In this paper, I present a discussion based on reflection of my experience with anecdotal evidence as support. As part of our research study, we are in the process of analyzing both qualitative data including recorded transcripts of counseling sessions and follow up in depth interviews with participants and quantitative data including participants’ levels of depression, anxiety, genetic stigma, secrecy, coping behavior, health behavior, and social behavior over the course of the study. This analysis, as well as the results of the other CESR studies examining the experience of genomic sequencing in the prenatal, cancer and pediatric setting, will provide important information about best practices for counseling for genomic sequencing.

Acknowledgments

I am greatly appreciative of Barbara Bernhardt’s guidance and encouragement in the preparation of this manuscript and Dr. Wendy Chung’s mentorship and to Kevin Lynch for his careful edits.

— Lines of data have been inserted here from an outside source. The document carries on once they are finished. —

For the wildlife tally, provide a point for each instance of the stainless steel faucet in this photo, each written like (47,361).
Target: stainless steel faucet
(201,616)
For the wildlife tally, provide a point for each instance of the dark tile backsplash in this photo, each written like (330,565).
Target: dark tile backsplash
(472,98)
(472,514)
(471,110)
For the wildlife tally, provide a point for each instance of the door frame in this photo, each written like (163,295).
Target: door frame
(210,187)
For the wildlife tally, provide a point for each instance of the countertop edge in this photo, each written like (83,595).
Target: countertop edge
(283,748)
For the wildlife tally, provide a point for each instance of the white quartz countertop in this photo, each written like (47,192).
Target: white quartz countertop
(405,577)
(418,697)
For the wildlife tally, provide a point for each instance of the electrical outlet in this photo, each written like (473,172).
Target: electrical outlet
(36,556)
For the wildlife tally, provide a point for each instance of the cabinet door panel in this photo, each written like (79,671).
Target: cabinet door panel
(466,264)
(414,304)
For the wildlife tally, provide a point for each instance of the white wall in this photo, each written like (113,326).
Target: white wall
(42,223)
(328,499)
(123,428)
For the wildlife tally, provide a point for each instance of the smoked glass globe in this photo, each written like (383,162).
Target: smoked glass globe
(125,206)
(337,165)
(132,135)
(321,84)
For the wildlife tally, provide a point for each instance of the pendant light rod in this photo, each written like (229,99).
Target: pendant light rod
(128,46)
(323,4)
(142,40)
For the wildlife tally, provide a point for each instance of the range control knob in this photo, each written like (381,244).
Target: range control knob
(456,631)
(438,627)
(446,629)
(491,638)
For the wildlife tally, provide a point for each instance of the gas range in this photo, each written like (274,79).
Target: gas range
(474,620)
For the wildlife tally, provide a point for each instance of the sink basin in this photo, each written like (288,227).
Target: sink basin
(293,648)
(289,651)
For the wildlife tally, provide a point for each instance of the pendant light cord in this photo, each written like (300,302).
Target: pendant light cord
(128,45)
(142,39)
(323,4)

I am appreciative of all the individuals who have participated in our study and my clinical patients.

The research presented in this work was funded by a grant from the National Human Genome Research Institute: R01 HG006600 (Dr. Chung).

Footnotes

Conflict of Interest Statement

Julia Wynn declares that she has no conflict of interest.

Informed Consent: For studies with human subjects

All procedures followed were in accordance with the ethical standards of the responsible committee on human experimentation (institutional and national) and with the Helsinki Declaration of 1975, as revised in 2000 (5). Informed consent was obtained from all subjects for being included in the study.